The paper is also significant in that the authors used mAbs
directed against murine IFNg to cross detect IFNg in hamsters (both IFNg
proteins have 56% identity in their primary structures). Also, CpG ODN which
acts through TLR 9 in mice to stimulate innate immune cells was able to act on
TLR 9 of hamsters, which is expected given the idea of conservation of TLRs across
phyla, and the fact that both animals are rodents, and hence closely related.

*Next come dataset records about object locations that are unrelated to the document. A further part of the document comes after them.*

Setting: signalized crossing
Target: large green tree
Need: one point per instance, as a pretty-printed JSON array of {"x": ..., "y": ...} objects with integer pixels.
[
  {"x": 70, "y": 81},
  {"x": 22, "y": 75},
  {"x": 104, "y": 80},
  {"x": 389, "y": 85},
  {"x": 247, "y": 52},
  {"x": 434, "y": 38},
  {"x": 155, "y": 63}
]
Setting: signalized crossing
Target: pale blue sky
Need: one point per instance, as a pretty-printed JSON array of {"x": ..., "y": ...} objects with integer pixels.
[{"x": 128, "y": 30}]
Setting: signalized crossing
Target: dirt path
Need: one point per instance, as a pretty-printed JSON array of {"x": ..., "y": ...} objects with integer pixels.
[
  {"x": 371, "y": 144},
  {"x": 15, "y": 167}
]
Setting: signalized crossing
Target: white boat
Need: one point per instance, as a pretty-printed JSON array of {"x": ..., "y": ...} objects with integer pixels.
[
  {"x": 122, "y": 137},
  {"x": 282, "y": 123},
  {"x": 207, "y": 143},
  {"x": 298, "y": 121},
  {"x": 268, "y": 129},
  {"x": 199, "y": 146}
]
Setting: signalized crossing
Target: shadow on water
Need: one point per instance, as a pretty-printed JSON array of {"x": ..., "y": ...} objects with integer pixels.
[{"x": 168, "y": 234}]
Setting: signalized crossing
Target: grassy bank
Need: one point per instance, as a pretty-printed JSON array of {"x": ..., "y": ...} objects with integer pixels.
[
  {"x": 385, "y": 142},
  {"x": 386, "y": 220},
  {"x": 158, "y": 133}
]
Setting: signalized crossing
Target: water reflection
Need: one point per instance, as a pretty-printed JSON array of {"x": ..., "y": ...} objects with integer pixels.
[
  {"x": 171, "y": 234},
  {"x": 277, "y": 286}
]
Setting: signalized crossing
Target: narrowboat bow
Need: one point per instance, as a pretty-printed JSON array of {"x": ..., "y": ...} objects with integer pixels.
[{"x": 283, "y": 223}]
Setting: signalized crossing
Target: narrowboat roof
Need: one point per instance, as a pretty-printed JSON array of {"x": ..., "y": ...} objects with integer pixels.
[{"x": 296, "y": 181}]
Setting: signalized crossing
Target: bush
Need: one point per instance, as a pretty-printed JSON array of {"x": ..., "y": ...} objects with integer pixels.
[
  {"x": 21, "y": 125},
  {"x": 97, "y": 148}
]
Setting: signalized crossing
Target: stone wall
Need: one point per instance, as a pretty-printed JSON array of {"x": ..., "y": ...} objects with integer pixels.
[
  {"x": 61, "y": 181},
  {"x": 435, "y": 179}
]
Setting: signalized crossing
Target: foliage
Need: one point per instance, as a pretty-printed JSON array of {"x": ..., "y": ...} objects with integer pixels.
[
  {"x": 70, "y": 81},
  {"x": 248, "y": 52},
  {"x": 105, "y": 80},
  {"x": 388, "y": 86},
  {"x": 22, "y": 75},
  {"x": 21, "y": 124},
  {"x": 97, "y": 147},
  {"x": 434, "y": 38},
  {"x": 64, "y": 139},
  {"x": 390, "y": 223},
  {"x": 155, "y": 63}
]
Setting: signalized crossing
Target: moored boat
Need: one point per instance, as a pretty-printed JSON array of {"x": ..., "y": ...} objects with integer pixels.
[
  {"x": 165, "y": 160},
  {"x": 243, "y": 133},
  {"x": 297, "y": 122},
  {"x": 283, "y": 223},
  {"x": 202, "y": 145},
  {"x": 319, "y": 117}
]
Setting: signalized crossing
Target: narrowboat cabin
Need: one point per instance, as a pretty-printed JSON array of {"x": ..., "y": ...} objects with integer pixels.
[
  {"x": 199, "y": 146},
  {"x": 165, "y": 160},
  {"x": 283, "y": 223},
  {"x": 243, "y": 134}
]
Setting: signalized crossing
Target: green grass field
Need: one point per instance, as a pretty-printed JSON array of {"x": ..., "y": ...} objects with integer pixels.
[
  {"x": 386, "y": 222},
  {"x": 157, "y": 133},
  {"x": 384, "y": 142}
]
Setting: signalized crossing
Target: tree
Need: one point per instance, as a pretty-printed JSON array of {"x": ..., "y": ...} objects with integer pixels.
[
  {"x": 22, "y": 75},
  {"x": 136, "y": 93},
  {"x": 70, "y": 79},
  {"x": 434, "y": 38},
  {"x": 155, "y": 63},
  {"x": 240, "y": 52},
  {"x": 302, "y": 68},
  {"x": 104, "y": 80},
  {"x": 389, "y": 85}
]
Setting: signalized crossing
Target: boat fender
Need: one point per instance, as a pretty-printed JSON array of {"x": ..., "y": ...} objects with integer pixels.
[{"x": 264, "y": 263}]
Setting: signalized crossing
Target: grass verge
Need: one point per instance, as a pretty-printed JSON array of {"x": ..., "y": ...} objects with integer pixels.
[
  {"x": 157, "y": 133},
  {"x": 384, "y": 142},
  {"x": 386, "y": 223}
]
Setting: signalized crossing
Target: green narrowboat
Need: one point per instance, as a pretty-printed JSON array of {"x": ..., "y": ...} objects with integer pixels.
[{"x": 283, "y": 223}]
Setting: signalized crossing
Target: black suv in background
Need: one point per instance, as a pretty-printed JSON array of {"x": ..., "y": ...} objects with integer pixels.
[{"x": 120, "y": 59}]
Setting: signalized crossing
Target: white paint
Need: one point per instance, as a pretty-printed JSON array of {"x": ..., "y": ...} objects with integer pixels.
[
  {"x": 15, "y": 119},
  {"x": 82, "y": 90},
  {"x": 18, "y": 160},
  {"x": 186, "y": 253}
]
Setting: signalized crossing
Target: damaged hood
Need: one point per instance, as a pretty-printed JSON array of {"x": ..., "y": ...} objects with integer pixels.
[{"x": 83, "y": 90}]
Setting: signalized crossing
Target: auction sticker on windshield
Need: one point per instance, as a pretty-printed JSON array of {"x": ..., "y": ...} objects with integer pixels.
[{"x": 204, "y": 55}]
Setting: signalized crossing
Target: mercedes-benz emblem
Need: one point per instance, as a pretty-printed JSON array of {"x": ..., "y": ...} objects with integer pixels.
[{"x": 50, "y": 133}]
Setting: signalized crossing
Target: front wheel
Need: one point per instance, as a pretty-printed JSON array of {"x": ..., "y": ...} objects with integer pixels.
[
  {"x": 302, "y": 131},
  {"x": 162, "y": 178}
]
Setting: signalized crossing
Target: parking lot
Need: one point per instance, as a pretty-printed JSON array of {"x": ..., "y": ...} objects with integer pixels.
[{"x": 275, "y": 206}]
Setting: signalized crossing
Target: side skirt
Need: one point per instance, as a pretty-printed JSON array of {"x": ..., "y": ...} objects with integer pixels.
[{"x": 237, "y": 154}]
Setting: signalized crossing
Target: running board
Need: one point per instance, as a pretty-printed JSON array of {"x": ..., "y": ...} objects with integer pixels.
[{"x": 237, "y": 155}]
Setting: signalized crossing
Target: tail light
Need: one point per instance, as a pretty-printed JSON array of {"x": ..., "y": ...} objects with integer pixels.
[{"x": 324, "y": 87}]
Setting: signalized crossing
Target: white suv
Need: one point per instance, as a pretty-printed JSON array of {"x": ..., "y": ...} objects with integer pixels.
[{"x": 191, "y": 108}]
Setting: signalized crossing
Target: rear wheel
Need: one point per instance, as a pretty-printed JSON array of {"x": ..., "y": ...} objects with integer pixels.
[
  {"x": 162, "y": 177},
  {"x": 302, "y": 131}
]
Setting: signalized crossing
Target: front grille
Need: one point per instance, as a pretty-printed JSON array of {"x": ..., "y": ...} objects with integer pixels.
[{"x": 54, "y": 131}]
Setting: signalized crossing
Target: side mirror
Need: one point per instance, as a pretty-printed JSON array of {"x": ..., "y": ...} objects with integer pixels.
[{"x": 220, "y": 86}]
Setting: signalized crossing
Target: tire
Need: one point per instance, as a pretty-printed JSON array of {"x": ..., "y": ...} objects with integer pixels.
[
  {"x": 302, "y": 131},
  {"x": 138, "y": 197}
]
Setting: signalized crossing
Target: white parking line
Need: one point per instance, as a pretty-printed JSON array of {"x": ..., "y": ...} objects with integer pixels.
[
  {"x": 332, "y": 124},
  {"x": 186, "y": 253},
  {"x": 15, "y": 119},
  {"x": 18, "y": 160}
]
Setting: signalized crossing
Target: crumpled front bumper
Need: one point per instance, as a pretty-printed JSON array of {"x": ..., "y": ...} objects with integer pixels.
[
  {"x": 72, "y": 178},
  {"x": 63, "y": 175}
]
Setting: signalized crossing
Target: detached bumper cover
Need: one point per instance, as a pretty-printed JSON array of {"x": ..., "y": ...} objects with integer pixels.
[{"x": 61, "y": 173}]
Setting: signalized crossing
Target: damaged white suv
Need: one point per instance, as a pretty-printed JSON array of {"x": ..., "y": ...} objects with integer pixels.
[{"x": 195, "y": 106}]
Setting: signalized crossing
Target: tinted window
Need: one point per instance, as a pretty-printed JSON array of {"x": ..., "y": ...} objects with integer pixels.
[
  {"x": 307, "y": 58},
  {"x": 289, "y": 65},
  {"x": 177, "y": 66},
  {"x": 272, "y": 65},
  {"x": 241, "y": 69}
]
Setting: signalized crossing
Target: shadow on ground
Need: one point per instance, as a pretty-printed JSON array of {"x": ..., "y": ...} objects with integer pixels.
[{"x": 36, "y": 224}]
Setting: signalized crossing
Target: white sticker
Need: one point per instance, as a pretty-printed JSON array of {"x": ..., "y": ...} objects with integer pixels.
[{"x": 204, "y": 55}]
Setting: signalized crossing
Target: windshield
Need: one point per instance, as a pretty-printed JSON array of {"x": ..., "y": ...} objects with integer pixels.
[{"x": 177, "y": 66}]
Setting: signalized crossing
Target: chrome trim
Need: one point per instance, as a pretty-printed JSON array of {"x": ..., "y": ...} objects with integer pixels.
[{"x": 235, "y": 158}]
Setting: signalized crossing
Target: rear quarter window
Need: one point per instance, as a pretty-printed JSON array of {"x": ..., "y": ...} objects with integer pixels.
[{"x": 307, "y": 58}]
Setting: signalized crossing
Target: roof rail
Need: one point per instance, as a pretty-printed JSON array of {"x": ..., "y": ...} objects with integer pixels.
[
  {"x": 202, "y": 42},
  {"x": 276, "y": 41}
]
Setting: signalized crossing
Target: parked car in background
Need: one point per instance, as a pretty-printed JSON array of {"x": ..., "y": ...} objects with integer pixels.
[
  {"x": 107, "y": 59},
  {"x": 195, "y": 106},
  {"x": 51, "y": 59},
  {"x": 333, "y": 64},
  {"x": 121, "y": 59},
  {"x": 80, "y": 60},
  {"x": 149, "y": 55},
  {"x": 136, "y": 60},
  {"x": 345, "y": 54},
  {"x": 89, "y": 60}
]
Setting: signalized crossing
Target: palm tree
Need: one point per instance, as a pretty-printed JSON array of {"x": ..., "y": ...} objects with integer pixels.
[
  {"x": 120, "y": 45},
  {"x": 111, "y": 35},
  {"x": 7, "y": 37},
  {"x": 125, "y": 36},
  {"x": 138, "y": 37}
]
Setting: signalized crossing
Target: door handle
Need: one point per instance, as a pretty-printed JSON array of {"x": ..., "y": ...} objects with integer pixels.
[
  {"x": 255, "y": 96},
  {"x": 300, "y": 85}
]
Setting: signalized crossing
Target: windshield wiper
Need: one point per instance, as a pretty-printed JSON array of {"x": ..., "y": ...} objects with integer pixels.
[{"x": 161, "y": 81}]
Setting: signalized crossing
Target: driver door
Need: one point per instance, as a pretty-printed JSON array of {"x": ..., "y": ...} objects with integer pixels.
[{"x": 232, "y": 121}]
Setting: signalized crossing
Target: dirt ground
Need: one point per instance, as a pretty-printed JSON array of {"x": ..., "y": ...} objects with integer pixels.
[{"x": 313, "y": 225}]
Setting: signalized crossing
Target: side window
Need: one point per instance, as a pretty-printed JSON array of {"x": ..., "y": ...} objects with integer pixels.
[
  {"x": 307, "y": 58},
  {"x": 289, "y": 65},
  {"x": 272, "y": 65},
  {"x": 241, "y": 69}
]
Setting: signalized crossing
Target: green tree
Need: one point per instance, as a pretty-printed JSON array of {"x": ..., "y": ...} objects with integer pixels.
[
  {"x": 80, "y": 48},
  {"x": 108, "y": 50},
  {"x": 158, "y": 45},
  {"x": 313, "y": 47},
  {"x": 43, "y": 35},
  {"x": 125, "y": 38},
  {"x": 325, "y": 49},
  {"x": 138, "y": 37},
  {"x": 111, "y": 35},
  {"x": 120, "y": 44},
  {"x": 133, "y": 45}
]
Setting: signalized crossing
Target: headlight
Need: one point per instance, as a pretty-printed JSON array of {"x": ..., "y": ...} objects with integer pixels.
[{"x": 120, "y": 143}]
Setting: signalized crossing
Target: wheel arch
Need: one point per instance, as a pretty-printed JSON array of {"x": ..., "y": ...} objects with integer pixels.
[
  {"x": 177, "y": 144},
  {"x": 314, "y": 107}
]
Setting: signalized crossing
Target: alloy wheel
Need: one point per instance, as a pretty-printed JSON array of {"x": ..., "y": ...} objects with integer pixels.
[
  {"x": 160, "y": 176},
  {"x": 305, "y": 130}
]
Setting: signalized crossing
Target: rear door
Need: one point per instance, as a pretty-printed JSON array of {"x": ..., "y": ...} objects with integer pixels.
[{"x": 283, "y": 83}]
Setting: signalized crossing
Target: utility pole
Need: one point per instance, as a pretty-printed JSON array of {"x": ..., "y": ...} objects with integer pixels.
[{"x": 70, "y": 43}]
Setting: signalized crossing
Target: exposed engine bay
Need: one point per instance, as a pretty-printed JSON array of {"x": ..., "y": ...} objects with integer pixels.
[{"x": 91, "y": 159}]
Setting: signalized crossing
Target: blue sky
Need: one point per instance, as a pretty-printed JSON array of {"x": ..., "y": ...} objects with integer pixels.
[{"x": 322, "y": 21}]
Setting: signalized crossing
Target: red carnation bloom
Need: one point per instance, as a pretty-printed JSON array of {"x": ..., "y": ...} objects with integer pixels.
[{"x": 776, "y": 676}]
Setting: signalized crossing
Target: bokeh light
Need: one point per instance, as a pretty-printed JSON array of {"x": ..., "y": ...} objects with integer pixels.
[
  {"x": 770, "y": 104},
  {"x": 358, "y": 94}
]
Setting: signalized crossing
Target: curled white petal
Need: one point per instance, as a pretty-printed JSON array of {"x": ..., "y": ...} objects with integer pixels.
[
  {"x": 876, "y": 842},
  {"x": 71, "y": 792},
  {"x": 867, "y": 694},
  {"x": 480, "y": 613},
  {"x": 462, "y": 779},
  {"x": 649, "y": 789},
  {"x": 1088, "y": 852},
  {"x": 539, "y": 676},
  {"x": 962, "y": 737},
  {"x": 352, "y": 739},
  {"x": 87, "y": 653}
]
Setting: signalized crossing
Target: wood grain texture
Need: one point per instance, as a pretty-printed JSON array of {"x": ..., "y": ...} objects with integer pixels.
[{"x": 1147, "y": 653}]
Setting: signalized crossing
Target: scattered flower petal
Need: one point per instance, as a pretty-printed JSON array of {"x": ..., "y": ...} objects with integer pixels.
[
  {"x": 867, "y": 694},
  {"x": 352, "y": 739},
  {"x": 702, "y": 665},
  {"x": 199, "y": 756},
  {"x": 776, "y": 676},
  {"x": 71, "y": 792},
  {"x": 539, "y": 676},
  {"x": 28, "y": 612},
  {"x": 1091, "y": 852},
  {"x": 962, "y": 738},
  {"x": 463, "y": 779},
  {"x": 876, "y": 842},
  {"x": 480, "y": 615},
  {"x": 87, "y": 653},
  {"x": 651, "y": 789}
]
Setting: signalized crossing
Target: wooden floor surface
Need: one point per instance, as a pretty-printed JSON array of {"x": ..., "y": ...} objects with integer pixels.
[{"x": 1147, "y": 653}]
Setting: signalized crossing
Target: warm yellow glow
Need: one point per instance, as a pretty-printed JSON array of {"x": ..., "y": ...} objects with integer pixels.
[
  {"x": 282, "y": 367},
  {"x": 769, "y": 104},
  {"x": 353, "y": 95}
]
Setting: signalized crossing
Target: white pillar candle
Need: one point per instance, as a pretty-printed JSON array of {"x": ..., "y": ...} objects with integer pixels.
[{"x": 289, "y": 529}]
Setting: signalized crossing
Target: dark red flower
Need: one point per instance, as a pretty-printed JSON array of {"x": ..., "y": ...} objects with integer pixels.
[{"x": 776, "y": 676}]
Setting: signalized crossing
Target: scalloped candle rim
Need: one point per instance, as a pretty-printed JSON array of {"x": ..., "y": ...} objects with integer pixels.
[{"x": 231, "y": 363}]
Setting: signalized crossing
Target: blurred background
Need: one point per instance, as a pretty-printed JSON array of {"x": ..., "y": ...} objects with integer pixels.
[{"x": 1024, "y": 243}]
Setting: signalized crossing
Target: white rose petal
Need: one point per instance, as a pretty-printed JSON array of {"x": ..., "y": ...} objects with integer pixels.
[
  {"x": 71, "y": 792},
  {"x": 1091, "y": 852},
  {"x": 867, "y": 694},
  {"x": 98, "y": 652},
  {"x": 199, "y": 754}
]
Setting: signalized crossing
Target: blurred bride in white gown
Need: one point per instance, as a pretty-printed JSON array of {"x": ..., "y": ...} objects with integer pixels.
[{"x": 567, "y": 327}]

Thus, the authors sort of show that a Th1 response is
protective, as it apparently is in Schistosoma
mansoni infections. However, we get into the semantics of what
"protection" actually means. My expectation at the beginning of my reading
was that the authors meant protection against reinfection, since the Th1 clearly
was an acute phase response. For reasons unclear, the conclusion is that a Th1 response causes protection in the acute phase of the disease, with "protection"being defined as a reduction in the number of adult parasites. However from a disease perspective, no histopathology was done to show that the insult to the liver was any different
because of the response. Also, it was not shown in any way that the increase in
IFNg+ T helpers were specific to the trematodes and were not just randomly
activated T helpers found in blood that had little to no impact on the adult
trematodes in the liver. The role of other non- Th1 based responses must have also
been considered, to explain the reduction in adult parasite numbers.
Kaewraemruaen
C, Sermswan RW, Wongratanacheewin S. CpG oligodeoxynucleotides with crude
parasite antigens reduce worm recovery in Opisthorchis viverrini infected
hamsters. Acta Trop 2016;164:395-401.